O jogo psicomotor, ao promover, a partir dos objetivos da Prática Psicomotora Aucouturier, a expressividade da criança, a troca relacional lúdica e criativa, desponta progressos em relação ao desenvolvimento infantil. Sobremaneira, ao promover espaço para um lugar inventivo e criativo, mostra-se campo para um entendimento de uma construção continuada, modificada e transformadora a cada encontro com o outro, premissa sustentada pelo campo do Construcionismo Social.

A Prática Psicomotora Aucouturier, encampou, nas entrelinhas dos objetivos descritos pela mesma, possibilidades de construção de uma realidade mais humanizada, igualitária, em favor do exercício pleno e democrático do ‘ser si mesmo’, exercer e construir as próprias potencialidades sem que a expressão de gênero ‘menino’ ou ‘menina’, fosse um determinante. Meninos e meninas puderam, ao brincar do que quiseram, dedicar-se à uma construção igualitária de direitos, deveres, de potencialidades criativas e habilidades formativas.

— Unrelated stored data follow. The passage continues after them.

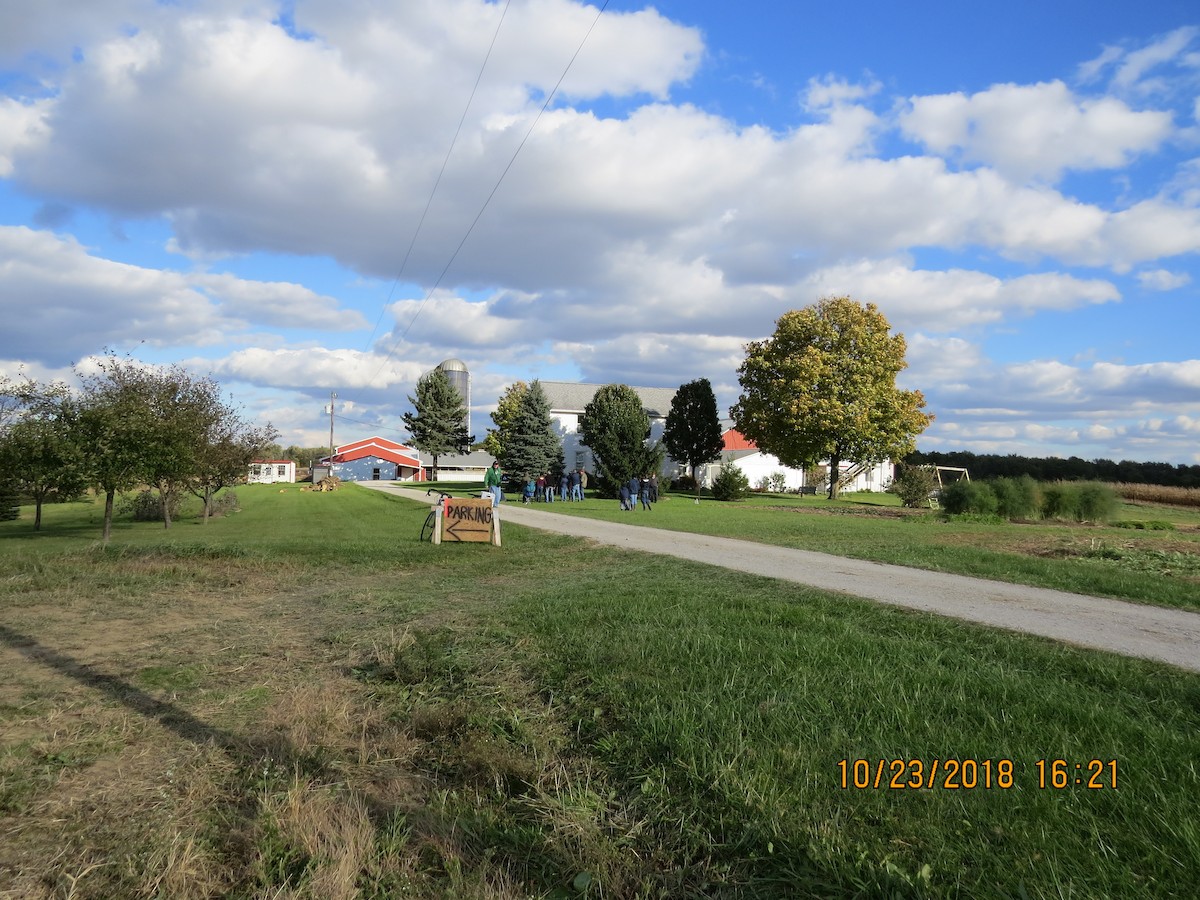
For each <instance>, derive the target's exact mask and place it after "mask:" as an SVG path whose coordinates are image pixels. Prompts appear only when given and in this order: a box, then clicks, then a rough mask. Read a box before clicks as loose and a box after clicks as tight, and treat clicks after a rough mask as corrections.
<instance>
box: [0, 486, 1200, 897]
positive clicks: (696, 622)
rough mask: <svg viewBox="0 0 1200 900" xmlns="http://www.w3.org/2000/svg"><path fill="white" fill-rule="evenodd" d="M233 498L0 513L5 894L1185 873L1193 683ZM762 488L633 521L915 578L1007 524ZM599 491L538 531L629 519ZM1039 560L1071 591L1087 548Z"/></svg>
mask: <svg viewBox="0 0 1200 900" xmlns="http://www.w3.org/2000/svg"><path fill="white" fill-rule="evenodd" d="M239 496H240V497H241V505H242V510H241V511H240V512H236V514H233V515H230V516H228V517H226V518H220V520H214V521H212V522H210V523H209V524H204V526H202V524H199V523H198V521H197V520H192V518H188V517H186V516H185V517H184V518H182V520H181V521H180V522H179V523H178V524H176V526H175V527H173V528H172V529H170V530H169V532H166V530H163V529H162V527H161V526H158V524H155V523H132V522H121V523H119V527H118V528H116V529H115V532H114V539H113V542H112V545H110V546H109V547H108V548H102V547H100V546H98V545H97V539H98V533H100V520H98V515H97V511H96V509H95V508H94V506H91V505H90V504H71V505H64V506H54V508H48V510H47V517H46V527H44V530H43V533H41V534H36V535H35V534H34V533H32V532H31V530H30V527H29V521H28V518H26V520H25V521H20V522H7V523H0V570H2V572H4V575H2V576H0V610H2V613H0V731H2V736H4V737H2V739H0V835H4V840H0V896H4V895H13V896H47V898H49V896H78V898H85V896H95V898H113V896H170V898H176V896H180V898H191V896H196V898H199V896H247V898H250V896H256V898H257V896H264V898H265V896H271V898H276V896H281V898H282V896H312V898H338V896H346V898H352V896H364V898H391V896H413V898H426V896H444V898H463V896H466V898H524V896H547V898H576V896H587V898H635V896H644V898H688V896H692V898H792V896H822V898H840V896H866V898H893V896H913V898H926V896H928V898H1142V896H1145V898H1184V896H1193V895H1194V890H1195V884H1196V883H1198V881H1200V815H1198V814H1200V800H1198V797H1200V772H1198V769H1196V760H1200V677H1198V676H1194V674H1189V673H1184V672H1180V671H1176V670H1171V668H1169V667H1165V666H1160V665H1156V664H1151V662H1146V661H1140V660H1132V659H1123V658H1117V656H1112V655H1108V654H1102V653H1093V652H1086V650H1079V649H1073V648H1069V647H1064V646H1061V644H1057V643H1054V642H1051V641H1045V640H1040V638H1033V637H1020V636H1015V635H1010V634H1003V632H997V631H992V630H989V629H984V628H976V626H971V625H967V624H964V623H959V622H950V620H947V619H941V618H937V617H932V616H926V614H920V613H913V612H906V611H901V610H894V608H887V607H881V606H876V605H872V604H869V602H865V601H856V600H852V599H846V598H841V596H834V595H829V594H823V593H821V592H816V590H811V589H806V588H803V587H798V586H791V584H782V583H779V582H775V581H772V580H769V578H760V577H752V576H746V575H738V574H733V572H727V571H722V570H715V569H710V568H708V566H703V565H698V564H691V563H685V562H680V560H673V559H665V558H658V557H649V556H644V554H636V553H628V552H622V551H617V550H613V548H605V547H594V546H588V545H584V544H581V542H580V541H577V540H575V539H569V538H563V536H556V535H550V534H545V533H539V532H534V530H529V529H522V528H518V527H516V526H512V524H506V526H505V534H504V547H502V548H496V547H491V546H487V545H467V546H443V547H433V546H430V545H426V544H420V542H418V540H416V535H418V533H419V529H420V524H421V522H422V521H424V517H425V514H426V509H425V508H422V506H420V505H418V504H413V503H408V502H404V500H398V499H394V498H390V497H385V496H382V494H377V493H373V492H367V491H364V490H360V488H355V487H346V488H343V490H341V491H338V492H336V493H331V494H318V493H307V492H302V491H300V490H299V487H298V486H296V487H293V486H288V487H287V488H283V490H280V488H277V487H265V486H264V487H256V488H239ZM770 499H773V500H774V499H776V498H770ZM763 500H764V502H763V503H751V504H748V505H746V506H744V508H739V506H733V508H728V506H716V505H715V504H712V503H708V504H706V503H702V504H700V506H698V508H696V506H695V504H690V503H689V502H688V500H685V499H683V498H678V497H677V498H673V499H671V500H670V502H667V503H662V504H660V505H659V506H656V508H655V510H654V511H653V512H650V514H646V516H644V517H643V520H642V521H643V522H649V520H650V518H652V517H654V520H655V521H654V523H655V524H660V526H665V527H674V528H682V527H683V524H685V523H686V522H689V521H691V522H692V524H695V526H697V527H695V528H694V530H700V532H707V533H730V534H737V529H746V532H752V533H754V535H755V536H758V538H761V539H767V538H764V536H763V533H764V532H766V533H768V534H770V535H774V536H772V538H770V539H772V540H773V541H776V542H784V541H785V540H786V539H787V534H788V532H791V530H794V532H796V534H793V536H792V538H791V540H793V541H794V542H796V545H797V546H804V547H806V548H814V550H829V548H830V547H833V546H838V545H841V544H846V542H848V544H856V545H858V547H860V546H866V547H869V548H871V550H869V553H901V548H905V547H907V550H906V551H904V552H906V553H908V554H910V556H911V557H912V558H913V559H914V560H923V559H924V560H937V559H941V558H943V557H942V556H940V554H941V553H942V551H941V550H940V548H941V547H944V546H955V545H958V546H961V547H965V548H966V550H967V551H971V553H976V552H980V551H979V548H977V547H974V545H976V544H977V542H979V541H982V542H983V545H984V547H988V546H991V547H995V546H997V544H998V542H1001V541H1002V540H1003V539H1004V535H1007V534H1008V533H1009V532H1010V530H1020V529H1024V528H1025V527H1024V526H1021V527H1015V526H998V524H995V523H954V522H949V523H942V522H934V521H932V520H930V521H928V522H914V521H911V520H901V518H899V517H896V518H884V517H869V516H864V515H862V514H858V512H853V511H851V512H845V514H829V512H820V514H818V512H810V514H808V515H805V514H803V512H799V511H797V510H796V509H793V508H791V506H788V505H785V504H780V503H778V502H766V500H767V498H763ZM792 503H793V504H796V505H797V506H800V508H803V506H804V504H808V503H811V502H810V500H798V498H797V499H793V500H792ZM688 505H690V506H692V509H690V510H689V509H686V506H688ZM847 505H848V504H847ZM590 506H593V502H588V503H586V504H582V505H580V506H576V508H575V509H571V505H570V504H563V505H562V506H556V509H554V511H570V512H572V514H574V515H598V516H606V517H607V516H612V517H614V518H616V517H620V518H622V521H632V517H634V516H636V515H637V514H634V512H628V514H620V512H619V510H617V509H616V503H607V504H605V503H601V502H599V500H598V502H594V509H589V508H590ZM660 512H662V514H664V515H662V516H659V515H658V514H660ZM1142 515H1145V514H1142ZM689 516H691V518H690V520H689ZM1153 517H1154V518H1158V517H1159V516H1157V515H1154V516H1153ZM866 520H871V521H866ZM1180 526H1181V528H1187V527H1188V526H1189V522H1188V521H1187V520H1186V518H1184V520H1181V522H1180ZM1006 528H1007V529H1009V532H1006V530H1004V529H1006ZM1036 528H1037V529H1038V532H1037V538H1036V540H1037V542H1039V544H1046V542H1050V544H1054V542H1055V541H1060V540H1061V541H1074V540H1076V539H1078V535H1076V534H1075V532H1076V530H1078V529H1069V528H1062V529H1060V532H1061V533H1060V534H1057V535H1056V534H1055V533H1054V528H1052V527H1050V526H1037V527H1036ZM720 529H728V530H720ZM1110 530H1111V532H1114V533H1116V532H1118V530H1123V529H1104V530H1103V535H1104V538H1103V539H1104V540H1109V532H1110ZM1022 534H1028V533H1022ZM1090 534H1091V535H1092V536H1096V535H1097V534H1100V532H1090ZM997 535H1000V536H997ZM746 536H750V535H749V534H748V535H746ZM1123 536H1124V535H1116V536H1115V538H1114V540H1115V539H1117V538H1123ZM1133 536H1134V538H1150V539H1159V540H1169V541H1175V542H1176V544H1183V545H1186V544H1187V542H1188V541H1190V540H1194V536H1193V535H1192V534H1189V533H1188V532H1184V530H1177V532H1174V533H1168V534H1166V535H1165V536H1162V534H1160V533H1153V534H1147V535H1144V534H1141V533H1138V534H1135V535H1133ZM1025 540H1028V539H1026V538H1024V536H1022V538H1021V539H1020V541H1025ZM1020 541H1018V542H1020ZM1172 546H1174V545H1172ZM858 547H856V550H857V548H858ZM845 550H846V548H845V547H844V551H845ZM989 552H992V553H996V554H997V556H1004V554H1006V553H1007V554H1010V556H1013V557H1018V556H1019V554H1020V553H1019V551H1016V550H1006V551H1000V550H991V551H989ZM869 553H862V552H856V553H854V554H856V556H860V554H868V556H869ZM869 558H880V557H876V556H869ZM950 558H952V559H959V560H961V559H964V558H971V557H970V553H965V554H964V556H952V557H950ZM888 562H904V560H902V559H895V558H889V559H888ZM1048 562H1052V563H1054V571H1055V572H1057V574H1056V575H1054V577H1055V578H1058V580H1061V581H1062V582H1064V583H1067V584H1075V586H1076V587H1075V589H1080V588H1079V587H1078V586H1080V584H1091V583H1093V582H1094V581H1096V580H1097V577H1098V576H1097V575H1094V574H1093V572H1092V571H1091V566H1092V565H1093V564H1098V563H1099V562H1103V560H1097V559H1088V558H1079V557H1073V556H1069V554H1061V556H1060V557H1058V558H1052V559H1049V560H1048ZM958 565H962V563H961V562H956V563H947V564H946V565H944V566H940V568H953V566H958ZM1009 568H1010V569H1012V571H1013V572H1014V575H1013V578H1014V580H1022V578H1024V577H1025V575H1024V570H1019V568H1018V566H1015V564H1009ZM1073 572H1075V574H1073ZM1079 572H1082V574H1079ZM1142 577H1145V578H1148V580H1151V581H1153V580H1158V582H1160V583H1164V584H1165V583H1178V584H1181V586H1187V584H1188V582H1187V581H1184V580H1183V578H1181V577H1180V576H1178V575H1171V574H1148V575H1145V576H1142ZM1172 578H1174V582H1171V580H1172ZM1158 582H1156V583H1158ZM1057 586H1060V584H1056V587H1057ZM1190 590H1192V592H1194V590H1195V584H1194V583H1193V584H1192V587H1190ZM1186 594H1187V592H1186V590H1183V592H1181V594H1180V595H1181V596H1186ZM1175 605H1187V604H1186V602H1182V601H1178V602H1176V604H1175ZM1056 760H1062V761H1063V763H1061V764H1060V763H1055V761H1056ZM1093 760H1094V761H1097V762H1096V763H1092V761H1093ZM935 761H936V762H937V764H938V774H936V775H935V774H934V773H932V767H934V763H935ZM952 761H953V762H952ZM1039 761H1040V762H1042V764H1040V766H1039ZM1114 761H1115V762H1114ZM881 763H882V764H881ZM918 763H919V764H920V768H919V769H918ZM1076 763H1078V764H1079V766H1080V768H1079V769H1076V768H1075V766H1076ZM1076 778H1078V779H1079V781H1080V784H1076ZM1090 779H1091V780H1092V784H1093V785H1094V786H1092V787H1088V785H1087V782H1088V780H1090ZM930 781H931V782H932V785H931V786H930V784H929V782H930ZM1114 781H1115V785H1114ZM1043 782H1044V786H1043ZM1056 784H1062V786H1061V787H1058V786H1055V785H1056ZM892 785H895V786H892ZM916 785H919V786H916ZM6 892H7V893H6Z"/></svg>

A partir das oficinas realizadas pelo projeto foi possível proporcionar, às crianças e às educadoras, um desenvolvimento psicomotor efetivo em suas bases sociais, psíquicas e físicas, atentando também às premissas sócio culturais e políticas que garantem a igualdade de direitos. A partir da análise sob o olhar Construcionista Social, foi possível descortinar a dinâmica co-construtiva presente no encontro relacional com o outro, o que questiona os pontos estáticos e de estabilidade conquistados frente ao desenvolvimento psicomotor.

Tal fato destaca a premissa do movimento, salientando que a cada momento há novos encontros e novas possibilidades que são postas quando se viabiliza o jogo psicomotor espontâneo e criativo. Nesta lógica do jogo psicomotor, a educação psicomotora estaria atuando de modo holístico na formação da criança, dando a ela condições de ser si mesma e de construir-se como ‘ser menino’ ou ‘ser menina’ a partir de amplas possibilidades experimentadas pelo fazer criativo e lúdico. Defender e priorizar o jogo psicomotor na escola implica, portanto, em resguardar a igualdade de direitos e o respeito às diferenças.

REFERÊNCIAS BIBLIOGRÁFICAS

AUCOUTURIER, Bernard. O método Aucouturier: fantasmas de ação e prática psicomotora. Aparecida, SP: Ideias & Letras, 2007. 326 p.
FRÓIS, Érica Silva. A construção das expressões de gênero da criança no contexto da educação infantil: do corpo à palavra. Belo Horizonte, 2018. 161f. Tese (Doutorado) - Pontifícia Universidade Católica de Minas Gerais. Programa de Pós-Graduação em Psicologia.
NOGUEIRA, Maria da Conceição. Contribuições do construcionismo social a uma nova psicologia do gênero. Cadernos de Pesquisa, São Paulo, v. 112, p. 137-153, mar. 2001. Disponível em: http://www.scielo.br/pdf/cp/n112/16105.pdf>. Acesso em: 13 jan. 2016.
SCOTT, Joan. Gênero: uma categoria útil para análise histórica. Educação e Realidade, Porto Alegre, v. 16, n. 2, p. 5-22, jul./dez. 1990.